Risiko auf der Straße: Was ist das Schlafapnoe-Syndrom?

Jedem regelmäßigen Autofahrer ist es schon einmal passiert, dass ihm während des Fahrens die Augen zugefallen sind. Das dies der Grund für viele tödliche Unfälle sein kann, ist allgemein bekannt. Unbekannt dagegen ist, dass nächtliche Atemstörungen bei vielen Menschen eine chronische Müdigkeit herbeiführen können, die besonders während längeren Autofahrten zu einer reellen Gefahr für Leben und Gesundheit werden kann. Wissenschaftler sprechen dabei vom Schlafapnoe-Syndrom.

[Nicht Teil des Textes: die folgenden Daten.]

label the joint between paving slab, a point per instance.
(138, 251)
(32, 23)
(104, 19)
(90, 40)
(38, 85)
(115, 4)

Experten gehen davon aus, dass ein Viertel aller Verkehrsunfälle auf Übermüdung zurückzuführen sind. Damit übertrifft das kurze Einnicken als Unfallursache sogar Alkohol am Steuer. Bei Müdigkeit durch einmaligen Schlafmangel können auch laute Musik und offene Fenster zumindest kurzzeitig wieder fit machen. Bei Schlafapnoe helfen diese Methoden jedoch nicht mehr, der Schlafmangel ist hier schon chronisch. Obwohl die Krankheit weit verbreitet ist, wird sie oft nicht erkannt und leichtfertig nur als störendes Schnarchen abgetan. Die Alarmsignale sind allerdings eindeutig: Unruhiger, nicht erholsamer Schlaf mit lautem Schnarchen und längeren Atemstillständen sowie Konzentrationsschwierigkeiten, Vergesslichkeit und Müdigkeitsanfälle am Tag. Wer diese Symptome nicht behandeln lässt, dem droht bei einem Unfall der Entzug der Fahrerlaubnis und der Verlust des Kasko-Versicherungsschutzes.

Erfahrungsbericht

Ist man mit 100 km/h unterwegs und schließt lediglich für eine Sekunde die Augen, legt man fast 28 Meter blind zurück. Diese einfache Rechnung zeigt, wie fatal es ist, wenn man beim Autofahren auch nur für einen Moment einnickt. Dabei ist die Gefahr umso größer, je höher die Geschwindigkeit ist. Gerade noch einmal Glück hatte der Ingenieur Dr. Gerhard Ernst, als er eines Abends nach anstrengenden Beratungen auf der Autobahn mit hohem Tempo nach Hause fuhr. „Schon seit einiger Zeit hatte ich bemerkt, dass ich sowohl tagsüber als auch abends ungewöhnlich schnell müde wurde“, berichtet er. „Deshalb habe ich bei Nachtfahrten mit meinem PKW öfter eine Kurzschlafpause auf dem Parkplatz eingelegt, um danach wieder konzentriert weiterfahren zu können.“ Ohne es zu merken, hatte er bei einer solchen Pause in die Heckklappe seines Autos einen Zweig einklemmt. Wieder auf der Autobahn, überholte er einen LKW mit hoher Geschwindigkeit und schreckte von einem dröhnenden Geräusch auf – der Zweig streifte am Lastwagen. „Ich war während des Überholmanövers in Sekundenschlaf verfallen“, erinnert sich Ernst noch mit Schrecken. „Schlagartig war ich wieder wach und konnte zum Glück noch reagieren. Mein Leben verdanke ich diesem kleinen Ast!“

Folgen des Schlafapnoe-Sydroms

Obwohl der Ingenieur davon überzeugt war, dass seine Müdigkeitsanfälle von überanstrengender Arbeit herrührten, gab ihm der Vorfall zu denken. Untersuchungen im Schlaflabor ergaben dann, dass er am sogenannten Obstruktiven Schlafapnoe-Syndrom (OSAS) litt. Die auffälligste Symptomatik dieser ernstzunehmenden Krankheit – Schwierigkeiten beim Atmen im Schlaf bis hin zu längeren Aussetzern – wird dabei häufig mit harmlosem Schnarchen verwechselt und deshalb oft nicht wirksam behandelt. Durch die vielen nächtlichen Atemaussetzer haben Betroffene jedoch keinen erholsamen Schlaf mehr und sind deshalb tagsüber häufiger müde, haben Konzentrationsschwierigkeiten und neigen zu Sekundenschlaf, was das Risiko für Verkehrs- und Arbeitsunfälle etwa verdreifacht.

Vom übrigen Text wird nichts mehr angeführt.